Луис какое-то время смотрел на него, а потом пошел вдоль ограды к воротам. Там была дренажная яма, и Луис заглянул в нее. То, что он увидел, заставило его содрогнуться. Там лежали груды увядших цветов, вымоченных дождем и снегом.
«Боже мой. Да нет. Это приношения богу, гораздо более древнему, чем христианский.. Люди в разное время называли его разными именами, но только сестра Рэчел называла его правильно: Оз Великий и Узасный, бог мертвых, остающихся мертвыми, бог гниющих цветов в дренажной яме, бог Тайны».

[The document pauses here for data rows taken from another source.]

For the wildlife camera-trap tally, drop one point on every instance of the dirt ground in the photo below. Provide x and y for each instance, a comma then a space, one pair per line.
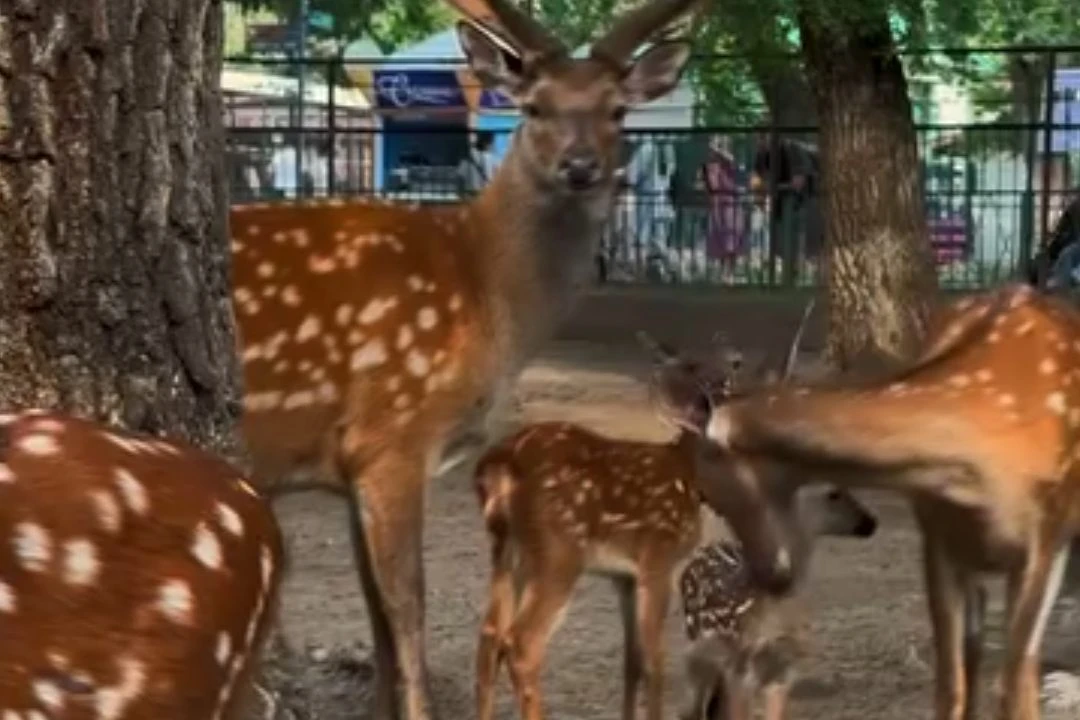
871, 655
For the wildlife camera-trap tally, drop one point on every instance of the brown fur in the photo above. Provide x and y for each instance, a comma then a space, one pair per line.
982, 432
378, 339
98, 524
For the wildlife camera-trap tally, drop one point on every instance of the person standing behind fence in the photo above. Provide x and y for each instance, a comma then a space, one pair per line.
795, 209
725, 239
477, 167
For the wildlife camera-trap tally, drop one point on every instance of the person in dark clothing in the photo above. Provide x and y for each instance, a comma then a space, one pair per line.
795, 208
1061, 256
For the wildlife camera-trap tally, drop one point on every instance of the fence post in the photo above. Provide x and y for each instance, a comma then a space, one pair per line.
332, 125
1048, 123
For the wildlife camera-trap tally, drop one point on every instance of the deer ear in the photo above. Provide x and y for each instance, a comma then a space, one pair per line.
494, 62
662, 353
657, 71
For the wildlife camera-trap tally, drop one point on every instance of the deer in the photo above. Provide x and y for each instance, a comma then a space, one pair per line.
379, 340
980, 431
559, 501
744, 641
138, 575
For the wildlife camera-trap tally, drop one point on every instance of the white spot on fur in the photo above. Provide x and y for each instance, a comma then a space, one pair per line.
309, 328
375, 310
206, 547
132, 491
427, 318
80, 561
266, 561
343, 314
1056, 403
175, 601
224, 650
229, 519
34, 547
417, 363
39, 444
372, 354
8, 602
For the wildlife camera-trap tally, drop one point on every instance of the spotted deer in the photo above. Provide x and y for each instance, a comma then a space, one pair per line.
377, 338
137, 575
559, 501
743, 640
981, 431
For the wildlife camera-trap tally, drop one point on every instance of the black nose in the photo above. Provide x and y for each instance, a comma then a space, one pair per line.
866, 527
580, 172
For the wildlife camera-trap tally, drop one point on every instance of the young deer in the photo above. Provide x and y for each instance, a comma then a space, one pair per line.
981, 431
743, 639
559, 501
377, 338
137, 575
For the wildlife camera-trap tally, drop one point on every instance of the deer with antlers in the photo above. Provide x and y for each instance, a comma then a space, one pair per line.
137, 575
378, 338
981, 432
559, 501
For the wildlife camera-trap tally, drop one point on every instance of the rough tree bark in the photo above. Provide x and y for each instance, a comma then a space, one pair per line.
113, 253
881, 277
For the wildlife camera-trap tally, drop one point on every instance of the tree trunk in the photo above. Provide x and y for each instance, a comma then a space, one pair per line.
113, 253
881, 277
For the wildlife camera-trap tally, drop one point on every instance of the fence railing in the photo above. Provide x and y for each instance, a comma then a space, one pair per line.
688, 213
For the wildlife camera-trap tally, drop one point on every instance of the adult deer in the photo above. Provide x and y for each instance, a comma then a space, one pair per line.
137, 575
561, 501
377, 338
981, 432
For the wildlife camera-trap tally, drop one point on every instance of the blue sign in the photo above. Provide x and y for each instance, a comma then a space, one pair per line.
1066, 111
417, 89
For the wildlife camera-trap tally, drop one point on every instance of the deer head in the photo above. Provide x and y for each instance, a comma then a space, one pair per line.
765, 515
572, 109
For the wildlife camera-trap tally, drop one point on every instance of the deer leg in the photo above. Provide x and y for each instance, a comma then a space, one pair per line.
946, 601
653, 593
775, 700
391, 502
974, 627
385, 701
493, 638
1033, 594
625, 588
739, 703
544, 598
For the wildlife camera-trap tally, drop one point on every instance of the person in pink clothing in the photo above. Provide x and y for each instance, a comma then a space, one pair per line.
725, 240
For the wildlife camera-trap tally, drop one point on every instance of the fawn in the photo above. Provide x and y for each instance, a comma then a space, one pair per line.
981, 431
558, 501
743, 638
378, 338
138, 575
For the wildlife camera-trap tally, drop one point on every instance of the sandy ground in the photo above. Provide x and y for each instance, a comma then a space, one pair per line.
872, 652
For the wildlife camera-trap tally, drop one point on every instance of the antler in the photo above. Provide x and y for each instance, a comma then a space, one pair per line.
793, 352
505, 18
636, 26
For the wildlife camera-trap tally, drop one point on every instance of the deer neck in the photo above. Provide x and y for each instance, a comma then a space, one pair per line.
538, 246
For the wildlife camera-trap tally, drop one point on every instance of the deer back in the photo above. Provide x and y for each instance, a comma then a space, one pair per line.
136, 578
617, 498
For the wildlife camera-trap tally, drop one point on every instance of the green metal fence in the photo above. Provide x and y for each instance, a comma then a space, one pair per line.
993, 187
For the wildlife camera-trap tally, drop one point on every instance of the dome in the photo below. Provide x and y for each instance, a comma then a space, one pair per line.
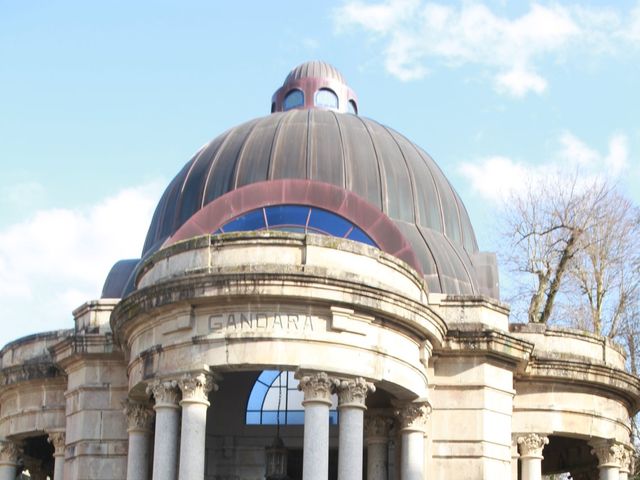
357, 154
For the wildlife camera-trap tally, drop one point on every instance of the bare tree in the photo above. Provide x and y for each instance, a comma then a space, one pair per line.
546, 226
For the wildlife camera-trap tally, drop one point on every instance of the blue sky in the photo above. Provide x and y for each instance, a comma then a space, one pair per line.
102, 103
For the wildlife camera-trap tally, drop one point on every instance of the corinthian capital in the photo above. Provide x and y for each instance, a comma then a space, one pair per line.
317, 387
196, 387
413, 416
165, 392
609, 452
139, 416
9, 452
353, 392
57, 439
531, 445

Луис смотрел в яму, словно загипнотизированный. Наконец он отвел глаза с легким вздохом.
Он пошел дальше. Нужно было найти выход, и он надеялся, что память подскажет ему какие-то данные, сохранившиеся со дня похорон.
Рядом вырисовывались в темноте очертания крипты.
Здесь ставили гробы зимой, когда было слишком холодно, чтобы рыть могилы, а также, когда их накапливалось слишком много.
Такое случалось временами, и Луис знал это; всегда бывают периоды, когда умирает особенно много людей.
«Все уравновешивается, — говорил ему дядя Карл. — Если в мае порой за две недели у меня не бывает ни одного покойника, то в ноябре за те же две недели я хороню десять человек. Это бывает всегда в ноябре, а потом, к Рождеству, все кончается, хотя люди думают, что в рождественские дни многие умирают. Все это бред. Люди празднуют Рождество, они счастливы и хотят жить. Потом обычно бывает всплеск в феврале. Грипп уносит стариков, и еще пневмония, но и это еще не все. Бывает, целый год живут себе с раком или еще с чем-нибудь хроническим, потом приходит февраль — и все. 31 января они еще прекрасно себя чувствуют, а 4 февраля их несут хоронить. И сердечные приступы чаще всего случаются в феврале, и инфаркты, и почки. Февраль плохой месяц — хотя для нас он, конечно, хороший. Но то же может случиться и в июне, и в октябре. В любой месяц, кроме августа. Август спокойнее всего. Если не взорвется газ или автобус не свалится с моста, нечего и думать в августе о заполнении крипты. А в феврале мы иногда выставляли гробы в три ряда, надеясь успеть их закопать, прежде чем с нас потребуют арендную плату».
Дядя Карл рассмеялся. И Луис тоже, чувствуя что-то, чему его не могли научить в медицинском училище.
Двойные двери крипты располагались на поросшем травой холме, напоминающем формой женскую грудь. Холм лишь на пару футов был ниже декоративных пик железной ограды.
Луис огляделся и начал взбираться на холм. На другом его стороне было чистое поле, около двух акров.
Но... не совсем чистое. На краю его стояло какое-то здание, похожее на полуразвалившийся сарай. Там, должно быть, держали инструмент.
Сквозь качающиеся на ветру ветви деревьев — старых вязов и кленов, отделяющих кладбище от Мэсон-стрит, — просвечивали уличные огни. Какого-нибудь другого движения Луис не заметил.